There are at least four kinds of reform: (1) immediate restructuring of the banking sector to enable it to rationally and efficiently channel financial resources into priority sectors; (2) elimination of monopolies, oligopolies and other restrictive business practices, which have up to now been used to provide privileges to select groups of people; (3) political reform which will enable potential leaders, especially among civilians, who truly reflect the choices of the people to emerge and take over leadership in accordance with the constitutionally and legally prescribed procedures.

The reform measures should also include the independent relationship between the executive and legislative bodies; and (4) reform of the judicial system by which the judiciary could perform its functions independently of political considerations.

Economic reforms have to be initiated immediately and should have the aim of making the Indonesian economy lean and efficient. This is particularly important if we are to succeed in meeting the requirements of the ASEAN Free Trade Area (AFTA) in 2003 and the APEC target of 2020.

Otherwise, we will be foreigners' coolies on our own soil. This should be done, as Dr. Sumitro said, by eliminating, or at least significantly diminishing, extensive corruption; collusion between officials and business: monopolies, oligopolies and other restrictive business practices; and excessive protectionism.

Government policies should encourage the required backward- and forward-linkage processes in order to diminish the phenomenon of excessive import content in Indonesian production, especially those for exports.

Furthermore, the sustained economic growth process attained during the last three decades -- as admirable as it may be -- has produced sharp discrepancies between the income and wealth of regions and groups.

This has to be corrected. Decentralization, which would enable people in the regions -- in the context of the overall objectives of the nation -- to formulate, implement, and benefit fully from these programs and projects should be instituted.

In addition to the redistribution of income among regions and groups, serious efforts to foster conciliation among regions and groups should be made. This is imperative if we are to preserve and foster the Indonesian nation.

Some words could be said of the required political reform. Reform of the political system would be needed to enable potential leaders from among the civilians to rise through the ranks and assume their rightful place within the political system. Dr. Juwono Sudarsono said that there were no civilian leaders capable of assuming leadership who would be acceptable to the various relevant groups.

Now is the time to reform the system to make it possible for potential leaders to do so. The dependency of the legislative bodies, MPR/DPR, on the executive branch of government has to be eliminated. MPR/DPR should also be more active in determining the overall direction, monitoring and supervising the performance of the executive branch of government in formulating and implementing policies, programs and projects.

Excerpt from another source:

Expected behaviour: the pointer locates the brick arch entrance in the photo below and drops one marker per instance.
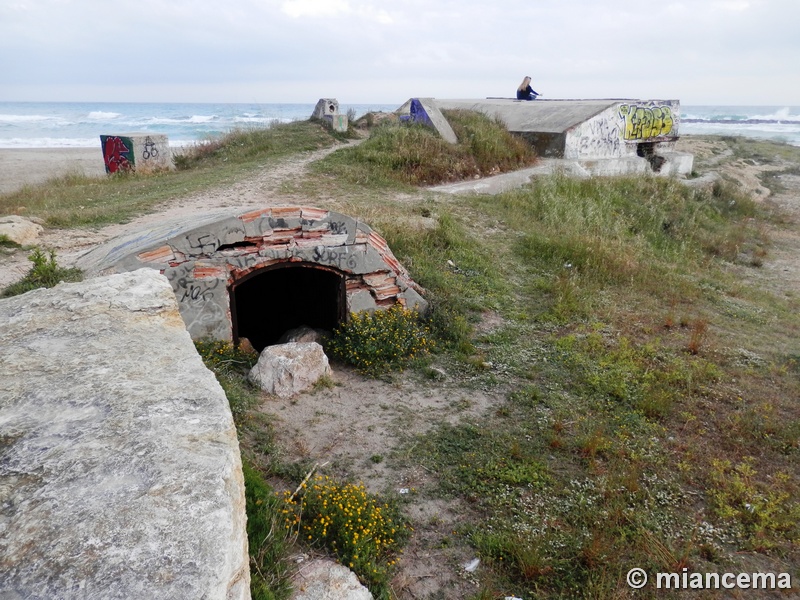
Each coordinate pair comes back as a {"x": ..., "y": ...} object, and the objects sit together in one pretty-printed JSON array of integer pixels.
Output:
[{"x": 288, "y": 263}]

Relatively smaller changes need also to be made. For example, the election system has to be changed in order to make sure that political parties (some question whether Golkar is a political party) are not only able to present their ideas of how to bring the country forward; but are also able to do so without constraints that make the system completely unfair. The people are the ones who become frustrated, as was evident in the last election.

What is the alternative to the above scenario? A projection of the future under the present situation could show deepening economic problems, which could lead to serious political problems -- perhaps to the point of extensive disorder -- that in turn would make recovery from economic hardship impossible. In this case, the IMF package would fail.

The writer is research fellow at the Center for Strategic and International Studies. He retired from the United Nations two years ago.